Gonzalez used the online journal space to rebut those charges.

“The fact is, last year we anticipated an application surge, and dedicated USCIS employees at our Service Centers worked hard and long hours to process the increased number of applications received before fees were raised in July,” Gonzalez
wrote. “As a result of their dedication, nearly 750,000 applications were processed in a record amount of time. Instead of commending this effort, the New York Times degraded it, suggesting ‘intentional disenfranchisement’ of Latino voters. That is both absurd and an insult to our workforce.”

New acting director Jonathan “Jock” Scharfen is credited by some observers with significantly denting the backlog he inherited, which totaled
3.4 million cases as of the end of 2003. Scharfen increased his staff, a move that coincided with the Federal Bureau of Investigation's own staffing increases in the division responsible for running the background checks on immigration applicants.

"I can't say it enough that the leadership of Scharfen has really changed the direction of this agency and he's to be credited with some of these tremendous changes," Prakash Khatri, a former USCIS ombudsman, told
Government Executive in September 2008. "He recognized some of the things our office and others were saying and actually listened and made the changes that were necessary."

The next director of the Bureau of Citizen and Immigration Services must continue to make inroads into the backlog, while still maintaining high security standards.



Key Relationships – Within the Department or Agency:

Secretary of Homeland Security
Military Adviser
U.S. Immigration and Customs Enforcement
U.S. Customs and Border Protection
Office of the Executive Secretariat

Key Relationships – Within the Government:

Social Security Administration
Federal Bureau of Investigation
Department of State
Congressional homeland security committees

Key Relationships – Outside the Government:

Foreign governments
Employers
Immigrants
Foreign students

Nomination Referred to:

Senate Committee on Homeland Security and Governmental Affairs

Current Position Profile:

1. Alejandro N. Mayorkas (Confirmed: August 7, 2009).
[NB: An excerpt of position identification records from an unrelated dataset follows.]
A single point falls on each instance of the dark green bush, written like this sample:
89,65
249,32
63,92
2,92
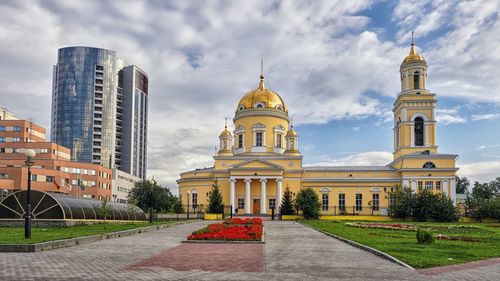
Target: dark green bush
424,237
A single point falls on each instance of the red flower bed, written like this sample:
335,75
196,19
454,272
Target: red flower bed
231,230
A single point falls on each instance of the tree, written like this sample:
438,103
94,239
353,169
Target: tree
307,202
150,196
215,205
404,200
104,210
463,184
287,203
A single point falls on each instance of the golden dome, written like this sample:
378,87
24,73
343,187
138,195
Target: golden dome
261,98
291,133
225,133
413,56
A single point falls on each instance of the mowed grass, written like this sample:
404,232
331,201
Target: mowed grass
15,235
403,244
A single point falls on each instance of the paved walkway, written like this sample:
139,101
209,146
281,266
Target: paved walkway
291,252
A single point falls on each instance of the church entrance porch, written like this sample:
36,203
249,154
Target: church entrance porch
256,206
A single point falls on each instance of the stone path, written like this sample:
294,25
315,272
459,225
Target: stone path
291,252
Former United States Attorney, California - Central District, Executive Office for United States Attorneys, United States Department of Justice, William J. Clinton Administration. Member, Policy Committee, O'Melveny & Myers LLP.

Recent Position Profiles:

2. Jonathan “Jock” Scharfen, J.D. (Acting Director, 2008-2009). Deputy director of USCIS. Former chief counsel and deputy staff director of the House International Relations Committee. Retired Marine trial counsel and staff judge advocate. Served on the National Security Council.

3. Emilio T. Gonzalez, Ph.D. (2005-2008). Lawyer at the international law firm Tew Cardenas. Former director for Western Hemisphere affairs at the National Security Council. Served in the Army and as military attache to embassies in El Salvador and Mexico. Taught at West Point.